L’informazione dal basso
Il secondo elemento che colpisce è l’accuratezza simbolica e culturale di ogni sezione, in cui possiamo ritrovare tratti distintivi dei luoghi che rappresentano, così come anche ciò che è utilizzato come strumento politico di oppressione. Il solo fatto di aver costruito la libreria con uno stile classico ed aulico pone una contraddizione molto forte: un luogo visto per eccellenza come simbolo di potere e baluardo della cultura “alta” si trova invece a custodire il bene più prezioso e sempre più a rischio al giorno d’oggi: la libertà di espressione. E lo fa in posto inconsueto: un videogioco mainstream, che nulla ha a che fare con tutto questo. Cliccando sull’immagine di questi giornalisti si apre un’icona che spiega e contestualizza la situazione della libertà di stampa in quel determinato Paese da un punto di vista sia storico che politico, approfondendo poi la specifica vicenda di quel repoter e fornendo integralmente i testi degli articoli che sono stati censurati, alla portata di chiunque.

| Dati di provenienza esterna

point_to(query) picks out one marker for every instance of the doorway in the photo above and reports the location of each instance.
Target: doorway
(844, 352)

Un vero e proprio esempio di contro-infromazione dal basso, che tenta di andare anche oltre: puntare ad un target giovanile, sensibilizzando soprattutto le nuove generazioni sul problema della censura. E decidere di farlo in questo modo è un’ulteriore provocazione: un videogioco come Minecraft, emblema di quell’idea retograda di gioventù bruciata di fronte ad uno schermo, esempio e giustificazione di un’intera generazione vista come indifferente e ignava, diventa invece veicolo di informazione e di protesta. Oltre quindi all’evidente volontà di creare uno spazio sicuro per informazioni scottanti laddove non potrebbero trovare posto nei media più consueti, c’è un’ironia ancora più acuta: se pensate ancora che videogiochi e social siano luogo di puro intrattenimento vi sbagliate di grosso.
“Truth finds a way”
Che oggi il web offra piattaforme e luoghi in cui poter esprimere liberamente le prorpie idee e in cui poter fare giornalismo eludendo la censura è ovvio: rimane però anche vero che la pressione alla libera espressione sta assumendo forme sempre più preoccupanti, dalle misure penali sempre più stringenti nei confronti di manifestatni in strada ai meccanismi shadowban degli algoritmi di alcune piattaforme. Di fronte a questa evidenza l’Uncensored Library è un piccolo esperimento dal grande singificato simbolico, segno di un contesto sociale e pubblico sentito come sempre più minaccioso per tutti coloro che vogliono mettere luce nelle zone d’ombra della nostra quotidianità. E in questo scopo non solo il web e i social, ma anche il mondo del gaming può diventare un’ulteriore spazio di protesta, che ancor più dei primi può superare censure e limitazioni, e raggiungere direttamente il suo pubblico. Altro esempio più recente è stata una protesta virtuale in sostegno alla Palestina organizzata da molti user all’interno della piattaforma Roblox2: si stima che la maggior parte degli utenti sia in età adolescenziale, eppure ha visto la partecipazione di milioni di persone collegate. Un gesto dal grande impatto, che deve far rilfettere sulle nuove strade che potrà intraprendere in futuro il dissenso sociale. Perchè come recita una frase scritta in una delle sale virtuali di questa libreria di Minecraft “Truth finds a way“.